— A condition qu’elle le veuille ! fit-il observer d’une voix lente qui, dans le chuchotement habituel de la vie monastique, avait pris une bizarre tonalité feutrée. Mais le voudra-t-elle ?

Avant que Marianne ait pu répondre, le géant s’était jeté impétueusement au travers du dialogue :

— Demande-lui plutôt si elle veut vivre ou mourir... ou encore pourrir ici jusqu’à ce que sa peau se dessèche et quitte son squelette. Ou bien elle nous aidera, ou bien elle ne reverra jamais son pays !

— Calme-toi, Théodoros, intervint Sapphô. Pourquoi la traites-tu en ennemie ? Elle est française et les Français ne nous sont pas hostiles, au contraire ! Songe à Koraïs ! De plus, je sais qu’à Corfou, les réfugiés trouvent asile. Et, ici, c’est ce qu’elle est : une réfugiée. C’est la mer qui nous l’a amenée et, je le crois sincèrement, pour notre plus grand bien

— Cela reste à voir, gronda le géant. N’as-tu pas dit qu’elle est cousine de la Sultane Haseki ? Cela devrait t’inciter à la prudence, princesse !

Surprise de ce titre qui s’adressait visiblement à sa compagne, Marianne tourna vers elle un regard étonné qui arracha un sourire à l’adoratrice d’Aphrodite.

— J’appartiens à l’une des plus anciennes famille de la Grèce et je m’appelle Mélina Koriatis, dit-elle avec une simplicité qui n’excluait pas l’orgueil. Je t’ai dit que je te ferais confiance. Quant à toi, Théodoros, tu nous fais perdre un temps précieux. Comme si tu ne savais pas que Nakhshidil est une Franque jadis enlevée par les Barbaresques et offerte comme esclave au vieil Abdul Hamid !...

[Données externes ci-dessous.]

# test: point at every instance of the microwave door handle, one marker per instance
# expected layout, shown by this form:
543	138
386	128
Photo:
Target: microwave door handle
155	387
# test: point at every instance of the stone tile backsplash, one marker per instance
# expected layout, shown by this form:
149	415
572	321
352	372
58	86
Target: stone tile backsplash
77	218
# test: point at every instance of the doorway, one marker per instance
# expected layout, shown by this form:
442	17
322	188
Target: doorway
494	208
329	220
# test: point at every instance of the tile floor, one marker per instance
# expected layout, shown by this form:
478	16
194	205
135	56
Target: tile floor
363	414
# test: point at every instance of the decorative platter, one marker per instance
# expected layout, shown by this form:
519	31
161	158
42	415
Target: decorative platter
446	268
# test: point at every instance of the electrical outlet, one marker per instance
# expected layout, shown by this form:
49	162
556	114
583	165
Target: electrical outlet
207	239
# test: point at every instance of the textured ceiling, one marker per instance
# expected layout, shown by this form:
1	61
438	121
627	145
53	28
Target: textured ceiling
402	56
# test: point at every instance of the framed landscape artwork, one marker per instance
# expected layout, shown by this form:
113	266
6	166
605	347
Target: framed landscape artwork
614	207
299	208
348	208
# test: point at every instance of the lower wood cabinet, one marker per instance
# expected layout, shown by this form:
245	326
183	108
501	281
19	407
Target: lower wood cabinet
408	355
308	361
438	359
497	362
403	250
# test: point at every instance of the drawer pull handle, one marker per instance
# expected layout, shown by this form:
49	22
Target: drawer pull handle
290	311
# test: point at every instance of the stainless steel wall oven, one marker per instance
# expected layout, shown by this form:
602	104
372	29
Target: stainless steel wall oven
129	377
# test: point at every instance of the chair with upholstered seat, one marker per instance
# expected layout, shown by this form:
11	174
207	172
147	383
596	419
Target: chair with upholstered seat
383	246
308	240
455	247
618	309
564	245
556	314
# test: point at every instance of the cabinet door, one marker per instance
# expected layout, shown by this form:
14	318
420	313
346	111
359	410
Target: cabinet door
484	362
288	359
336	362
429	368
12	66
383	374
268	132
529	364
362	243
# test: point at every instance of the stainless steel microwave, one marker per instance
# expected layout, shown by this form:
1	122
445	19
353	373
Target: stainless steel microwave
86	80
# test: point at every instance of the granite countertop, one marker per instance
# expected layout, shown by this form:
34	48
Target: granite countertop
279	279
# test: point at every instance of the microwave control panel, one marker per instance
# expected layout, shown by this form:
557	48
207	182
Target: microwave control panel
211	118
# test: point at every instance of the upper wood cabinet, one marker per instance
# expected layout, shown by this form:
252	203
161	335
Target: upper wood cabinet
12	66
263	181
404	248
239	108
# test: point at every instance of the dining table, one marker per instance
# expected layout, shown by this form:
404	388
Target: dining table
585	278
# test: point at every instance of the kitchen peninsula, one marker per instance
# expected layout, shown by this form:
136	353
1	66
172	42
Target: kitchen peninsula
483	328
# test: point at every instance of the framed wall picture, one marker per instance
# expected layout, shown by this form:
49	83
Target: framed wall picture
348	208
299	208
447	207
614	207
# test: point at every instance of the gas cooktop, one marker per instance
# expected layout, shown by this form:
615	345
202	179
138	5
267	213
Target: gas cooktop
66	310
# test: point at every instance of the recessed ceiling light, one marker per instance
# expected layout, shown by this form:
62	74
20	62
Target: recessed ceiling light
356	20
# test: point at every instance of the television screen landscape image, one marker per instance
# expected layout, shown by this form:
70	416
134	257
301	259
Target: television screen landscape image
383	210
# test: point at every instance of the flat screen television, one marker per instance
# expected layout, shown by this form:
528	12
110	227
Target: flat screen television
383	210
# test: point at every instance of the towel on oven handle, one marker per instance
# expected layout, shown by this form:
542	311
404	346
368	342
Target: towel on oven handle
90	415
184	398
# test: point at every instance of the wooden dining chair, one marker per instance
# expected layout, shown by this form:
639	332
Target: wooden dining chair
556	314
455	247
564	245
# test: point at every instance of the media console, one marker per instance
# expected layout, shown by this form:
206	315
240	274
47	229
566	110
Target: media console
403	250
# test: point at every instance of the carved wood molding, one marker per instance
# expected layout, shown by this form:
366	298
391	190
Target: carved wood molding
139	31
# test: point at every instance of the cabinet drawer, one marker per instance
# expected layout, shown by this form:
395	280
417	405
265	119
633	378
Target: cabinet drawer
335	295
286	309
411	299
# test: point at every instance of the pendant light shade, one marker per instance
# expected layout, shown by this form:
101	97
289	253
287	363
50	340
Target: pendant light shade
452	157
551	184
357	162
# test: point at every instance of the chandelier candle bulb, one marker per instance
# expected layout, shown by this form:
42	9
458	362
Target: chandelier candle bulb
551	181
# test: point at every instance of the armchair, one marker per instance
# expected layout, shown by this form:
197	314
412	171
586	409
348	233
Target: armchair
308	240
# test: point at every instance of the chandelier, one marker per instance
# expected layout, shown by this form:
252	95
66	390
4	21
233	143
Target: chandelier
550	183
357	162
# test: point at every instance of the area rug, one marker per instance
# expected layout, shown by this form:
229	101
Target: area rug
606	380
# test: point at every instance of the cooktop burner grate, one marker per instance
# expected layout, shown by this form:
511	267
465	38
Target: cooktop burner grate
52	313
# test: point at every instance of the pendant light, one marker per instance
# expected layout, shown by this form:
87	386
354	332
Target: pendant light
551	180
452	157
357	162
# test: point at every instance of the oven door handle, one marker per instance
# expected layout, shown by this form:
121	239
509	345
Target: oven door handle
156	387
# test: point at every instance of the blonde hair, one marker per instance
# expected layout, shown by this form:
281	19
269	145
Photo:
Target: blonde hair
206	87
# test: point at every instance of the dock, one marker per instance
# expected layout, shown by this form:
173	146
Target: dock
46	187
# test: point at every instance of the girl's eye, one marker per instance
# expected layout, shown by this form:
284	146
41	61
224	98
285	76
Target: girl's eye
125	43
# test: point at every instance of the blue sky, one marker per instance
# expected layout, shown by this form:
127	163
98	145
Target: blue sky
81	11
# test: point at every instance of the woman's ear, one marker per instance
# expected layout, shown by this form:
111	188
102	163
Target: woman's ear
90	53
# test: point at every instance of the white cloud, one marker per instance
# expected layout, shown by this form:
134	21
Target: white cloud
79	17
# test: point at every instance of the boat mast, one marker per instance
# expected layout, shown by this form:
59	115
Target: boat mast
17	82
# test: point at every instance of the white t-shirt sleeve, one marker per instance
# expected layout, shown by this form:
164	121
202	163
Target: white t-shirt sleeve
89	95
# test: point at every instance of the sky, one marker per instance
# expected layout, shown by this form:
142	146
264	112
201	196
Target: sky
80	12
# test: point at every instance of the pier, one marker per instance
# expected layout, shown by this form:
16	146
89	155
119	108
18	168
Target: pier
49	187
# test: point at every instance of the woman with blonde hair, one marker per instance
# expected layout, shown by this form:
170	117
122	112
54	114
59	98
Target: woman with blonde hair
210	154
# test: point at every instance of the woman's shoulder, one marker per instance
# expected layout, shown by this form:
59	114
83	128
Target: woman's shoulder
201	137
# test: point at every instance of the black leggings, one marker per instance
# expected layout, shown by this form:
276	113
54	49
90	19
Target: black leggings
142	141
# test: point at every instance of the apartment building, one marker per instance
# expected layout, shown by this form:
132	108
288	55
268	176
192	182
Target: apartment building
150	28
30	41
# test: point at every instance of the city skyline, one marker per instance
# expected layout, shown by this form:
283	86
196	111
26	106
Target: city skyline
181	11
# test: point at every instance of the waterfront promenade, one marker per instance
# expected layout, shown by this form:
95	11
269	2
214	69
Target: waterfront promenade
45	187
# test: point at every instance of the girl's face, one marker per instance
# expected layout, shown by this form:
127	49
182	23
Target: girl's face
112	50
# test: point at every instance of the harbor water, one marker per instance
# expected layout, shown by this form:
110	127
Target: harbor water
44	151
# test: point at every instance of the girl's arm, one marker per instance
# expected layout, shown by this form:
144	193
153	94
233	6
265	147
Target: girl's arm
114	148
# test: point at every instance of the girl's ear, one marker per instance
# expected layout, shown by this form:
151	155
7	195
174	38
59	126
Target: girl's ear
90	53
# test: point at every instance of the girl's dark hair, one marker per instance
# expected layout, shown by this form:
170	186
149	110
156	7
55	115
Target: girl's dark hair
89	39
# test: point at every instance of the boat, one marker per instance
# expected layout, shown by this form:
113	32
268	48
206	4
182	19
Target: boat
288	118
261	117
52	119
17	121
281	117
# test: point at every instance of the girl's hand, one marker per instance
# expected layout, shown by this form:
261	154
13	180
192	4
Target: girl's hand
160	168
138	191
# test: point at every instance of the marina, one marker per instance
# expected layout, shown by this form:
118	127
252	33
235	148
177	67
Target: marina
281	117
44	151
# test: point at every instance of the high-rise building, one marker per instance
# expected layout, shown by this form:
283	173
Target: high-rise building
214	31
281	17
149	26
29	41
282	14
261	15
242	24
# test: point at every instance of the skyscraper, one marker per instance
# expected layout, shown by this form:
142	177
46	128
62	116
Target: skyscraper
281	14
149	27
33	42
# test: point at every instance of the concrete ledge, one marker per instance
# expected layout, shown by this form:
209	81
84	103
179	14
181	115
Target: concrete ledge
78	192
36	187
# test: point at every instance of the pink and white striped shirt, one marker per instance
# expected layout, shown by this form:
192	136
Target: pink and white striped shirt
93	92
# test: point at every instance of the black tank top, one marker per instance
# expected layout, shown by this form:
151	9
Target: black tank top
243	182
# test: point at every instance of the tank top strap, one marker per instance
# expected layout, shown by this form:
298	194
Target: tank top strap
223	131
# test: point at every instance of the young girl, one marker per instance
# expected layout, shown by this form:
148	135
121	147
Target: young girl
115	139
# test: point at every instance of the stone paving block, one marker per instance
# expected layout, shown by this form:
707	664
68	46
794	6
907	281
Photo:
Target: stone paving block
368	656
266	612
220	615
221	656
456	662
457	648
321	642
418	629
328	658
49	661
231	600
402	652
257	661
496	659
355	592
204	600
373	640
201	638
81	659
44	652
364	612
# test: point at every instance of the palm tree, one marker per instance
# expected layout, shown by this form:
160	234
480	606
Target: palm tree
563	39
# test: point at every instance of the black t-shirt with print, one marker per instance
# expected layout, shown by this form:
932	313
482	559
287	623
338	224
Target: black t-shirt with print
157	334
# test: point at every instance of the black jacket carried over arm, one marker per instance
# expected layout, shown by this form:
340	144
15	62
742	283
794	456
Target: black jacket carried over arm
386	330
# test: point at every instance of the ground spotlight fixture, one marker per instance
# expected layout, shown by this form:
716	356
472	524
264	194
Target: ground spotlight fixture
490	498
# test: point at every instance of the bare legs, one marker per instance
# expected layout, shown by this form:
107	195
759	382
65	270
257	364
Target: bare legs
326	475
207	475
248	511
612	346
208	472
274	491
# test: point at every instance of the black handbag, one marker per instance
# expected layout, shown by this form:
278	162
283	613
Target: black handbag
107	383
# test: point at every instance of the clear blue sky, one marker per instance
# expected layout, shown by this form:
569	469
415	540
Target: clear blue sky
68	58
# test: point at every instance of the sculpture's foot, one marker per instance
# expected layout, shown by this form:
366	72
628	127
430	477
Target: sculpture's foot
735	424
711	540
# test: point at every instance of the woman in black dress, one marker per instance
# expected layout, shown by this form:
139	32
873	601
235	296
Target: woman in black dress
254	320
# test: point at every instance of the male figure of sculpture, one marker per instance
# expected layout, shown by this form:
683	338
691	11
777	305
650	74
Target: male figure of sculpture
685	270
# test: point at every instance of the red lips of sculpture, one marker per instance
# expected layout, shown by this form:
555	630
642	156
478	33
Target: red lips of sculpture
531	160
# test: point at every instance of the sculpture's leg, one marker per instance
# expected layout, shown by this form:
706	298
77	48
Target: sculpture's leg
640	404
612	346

Comme le géant conservait un front têtu, Marianne pensa qu’elle avait suffisamment gardé le silence et qu’il était temps pour elle d’intervenir :

— J’ignore, dit-elle, ce que vous désirez obtenir de moi, mais avant d’en débattre, ne serait-il pas plus simple de me le dire ? Ou bien n’ai-je que le droit d’accepter sans discussion ? Je vous dois la vie, soit !... mais vous pourriez penser que je souhaite en faire autre chose que vous la consacrer !

— Je t’ai dit quel choix était le tien, grogna Théodoros.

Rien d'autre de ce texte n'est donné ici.